Well, this is where the interest adjustment comes in. Interest adjustment is a one-time payment that covers the interest from your closing date to the end of that month. Using the April 20 example, you will have to pay an upfront interest adjustment amount to cover the interest from April 20 to April 30. You must pay this interest adjustment when you close on your house in Canada.

Amount to Hand Over for Your First Mortgage Payment in Canada

The exact amount depends on your loan size, interest rate, property tax rate, and insurance cost. Usually, the initial mortgage payment in Canada covers the principal portion and the interest owed on your mortgage.

With a fixed-rate mortgage in Canada, the amount you pay toward principal and interest stays consistent throughout your loan term. The only time this may change is when your mortgage comes up for renewal. With an adjustable-rate mortgage, the overall monthly payment usually remains the same. But the split between principal and interest shifts over time. For example, if interest rates increase, a bigger chunk of your payment will go toward interest, leaving less to reduce your loan balance.

Let’s suppose you are buying an $800,000 home with a 20% down payment, i.e., $160,000. Your mortgage interest rate is 5%, your term is 5, and your amortisation is 25 years. According to the WOWA Mortgage Interest Calculator, your first principal payment will be $1,056, and your interest payment will be $2,667. In short, your complete first mortgage payment will be $3,722. This mortgage payment calculation excludes the property taxes and insurance.

Little-Known Fact: The Day You Close Affects Your Monthly Payments

When buying a home, one small detail can have a significant impact on your finances: your closing date. The date you close on your new home determines both the timing of your first mortgage payment and the upfront interest cost.

● Closing at the Beginning of the Month

If you choose to close at the beginning of the month, say on the 3rd, you will need to pay a larger amount of prepaid interest at closing. The lender calculates interest daily from the closing date until your first mortgage payment date. However, on the upside, the May 3 closing would push your first payment to July 1, almost two months later.

● Closing at the End of the Month

Closing at the very end of the month has a clear advantage: your upfront prepaid interest is the lowest, only a few days’ worth. For example, a May 29 closing might require just three days of interest upfront.

The trade-off is that your first mortgage payment will arrive sooner, typically on the first of the month following the next. In this scenario, the May 28 closing could lead to a July 1 payment, just over a month away.
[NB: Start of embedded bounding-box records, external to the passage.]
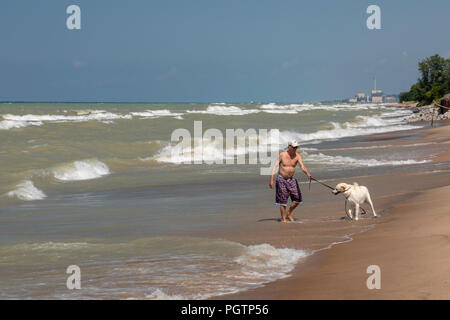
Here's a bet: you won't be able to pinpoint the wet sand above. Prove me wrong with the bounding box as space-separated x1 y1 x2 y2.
217 121 450 300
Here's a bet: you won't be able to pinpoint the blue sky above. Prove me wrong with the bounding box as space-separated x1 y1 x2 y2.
0 0 450 102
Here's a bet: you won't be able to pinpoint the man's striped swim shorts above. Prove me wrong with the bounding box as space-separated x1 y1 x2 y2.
275 175 303 206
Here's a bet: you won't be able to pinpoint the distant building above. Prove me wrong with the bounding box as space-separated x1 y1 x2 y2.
356 93 367 102
371 77 383 103
348 77 386 103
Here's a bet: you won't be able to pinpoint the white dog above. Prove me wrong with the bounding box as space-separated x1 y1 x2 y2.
332 182 377 220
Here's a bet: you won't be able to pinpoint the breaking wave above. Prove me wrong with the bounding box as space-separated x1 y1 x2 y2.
51 159 110 181
186 105 260 116
7 180 47 201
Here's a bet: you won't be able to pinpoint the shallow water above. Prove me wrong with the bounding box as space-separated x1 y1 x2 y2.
0 103 438 299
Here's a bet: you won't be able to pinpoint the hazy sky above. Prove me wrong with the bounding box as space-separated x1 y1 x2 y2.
0 0 450 102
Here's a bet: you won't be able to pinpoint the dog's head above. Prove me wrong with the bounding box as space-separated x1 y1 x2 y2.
331 183 350 195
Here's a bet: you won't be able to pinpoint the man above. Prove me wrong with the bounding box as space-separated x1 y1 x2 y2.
269 140 312 222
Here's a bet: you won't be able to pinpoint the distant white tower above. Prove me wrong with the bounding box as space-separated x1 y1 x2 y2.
372 76 383 103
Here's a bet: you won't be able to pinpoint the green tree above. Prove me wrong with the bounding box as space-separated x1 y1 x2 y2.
400 54 450 105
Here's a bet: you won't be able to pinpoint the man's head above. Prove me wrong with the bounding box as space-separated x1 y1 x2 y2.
288 140 300 152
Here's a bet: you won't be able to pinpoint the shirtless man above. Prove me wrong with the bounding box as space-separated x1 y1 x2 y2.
269 140 312 222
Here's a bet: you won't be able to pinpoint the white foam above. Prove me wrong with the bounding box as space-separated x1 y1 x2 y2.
51 159 110 181
0 120 42 130
260 103 387 114
305 153 431 167
280 116 421 145
131 109 183 120
234 243 310 281
7 180 47 201
145 288 186 300
186 105 260 116
3 110 132 123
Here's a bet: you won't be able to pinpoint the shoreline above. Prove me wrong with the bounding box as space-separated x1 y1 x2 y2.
212 120 450 300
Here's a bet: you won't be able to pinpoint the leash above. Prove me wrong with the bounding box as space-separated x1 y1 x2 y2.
309 177 334 190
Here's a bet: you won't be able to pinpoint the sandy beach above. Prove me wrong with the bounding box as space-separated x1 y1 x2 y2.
218 121 450 300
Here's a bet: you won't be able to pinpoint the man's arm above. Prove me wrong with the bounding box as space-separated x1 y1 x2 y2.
297 153 312 179
269 152 281 189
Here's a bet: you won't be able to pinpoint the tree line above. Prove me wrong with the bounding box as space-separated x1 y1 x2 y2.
400 54 450 105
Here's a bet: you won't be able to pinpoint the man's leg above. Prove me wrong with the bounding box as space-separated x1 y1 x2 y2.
280 206 286 222
287 202 298 221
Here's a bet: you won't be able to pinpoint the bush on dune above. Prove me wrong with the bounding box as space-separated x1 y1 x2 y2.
400 54 450 105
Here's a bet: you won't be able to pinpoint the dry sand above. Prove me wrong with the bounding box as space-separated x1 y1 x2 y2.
218 122 450 300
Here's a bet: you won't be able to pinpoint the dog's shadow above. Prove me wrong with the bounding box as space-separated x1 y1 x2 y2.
257 218 303 223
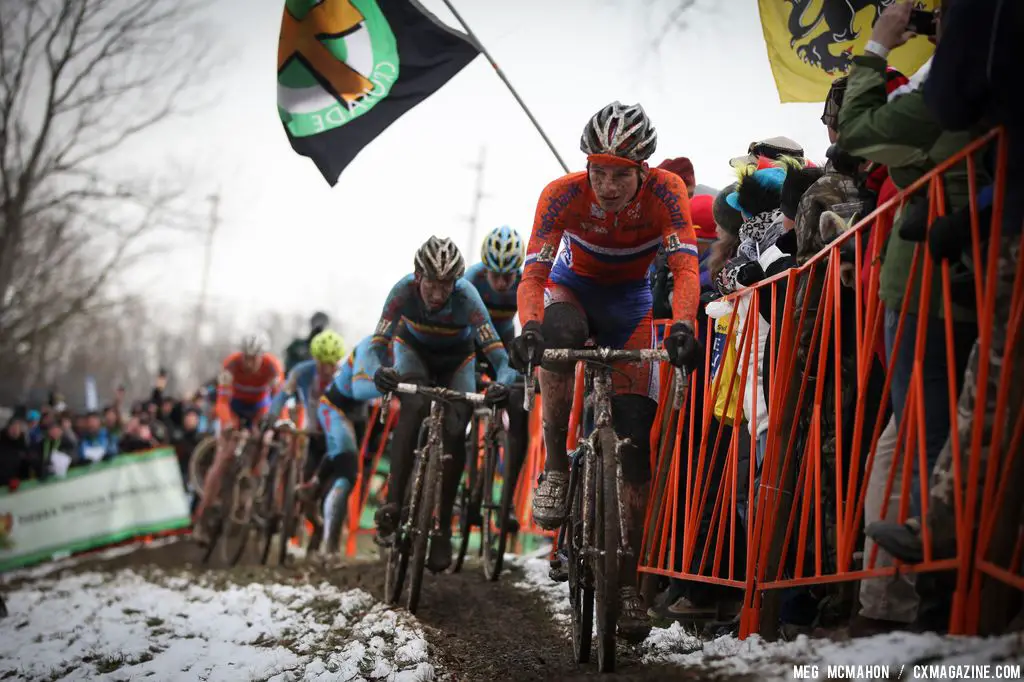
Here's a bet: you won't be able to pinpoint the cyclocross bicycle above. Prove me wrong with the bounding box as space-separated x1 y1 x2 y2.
381 383 483 613
452 399 515 581
524 348 685 673
193 429 265 566
252 419 312 566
● Closing in the Middle of the Month

Choosing a mid-month closing is often the “Goldilocks” option. This closing date balances upfront costs with the timing of your first mortgage payment. By scheduling your closing for the middle of the month, you significantly save on prepaid interest. Additionally, your first payment won’t arrive as quickly as it would with an end-of-month closing.

The best closing date for you depends on your cash flow, financial comfort, and the cushion you want before the first mortgage bill arrives.

Set Yourself Up for Easy, Stress-Free Mortgage Payments

In case you didn’t know, missing even a single mortgage payment can set off a chain reaction of financial consequences. These consequences can make future borrowing more expensive and complicated. That’s why it’s crucial to be proactive and prepare well in advance for your mortgage payments.

Start by reviewing your mortgage documents to understand clearly when and how much you owe each month. Consider setting aside the full mortgage payment in a dedicated account. Automating your payments through your bank is another smart move to ensure you never miss a mortgage payment. By taking these steps, you can confidently manage your mortgage payments and build a solid foundation for your financial future.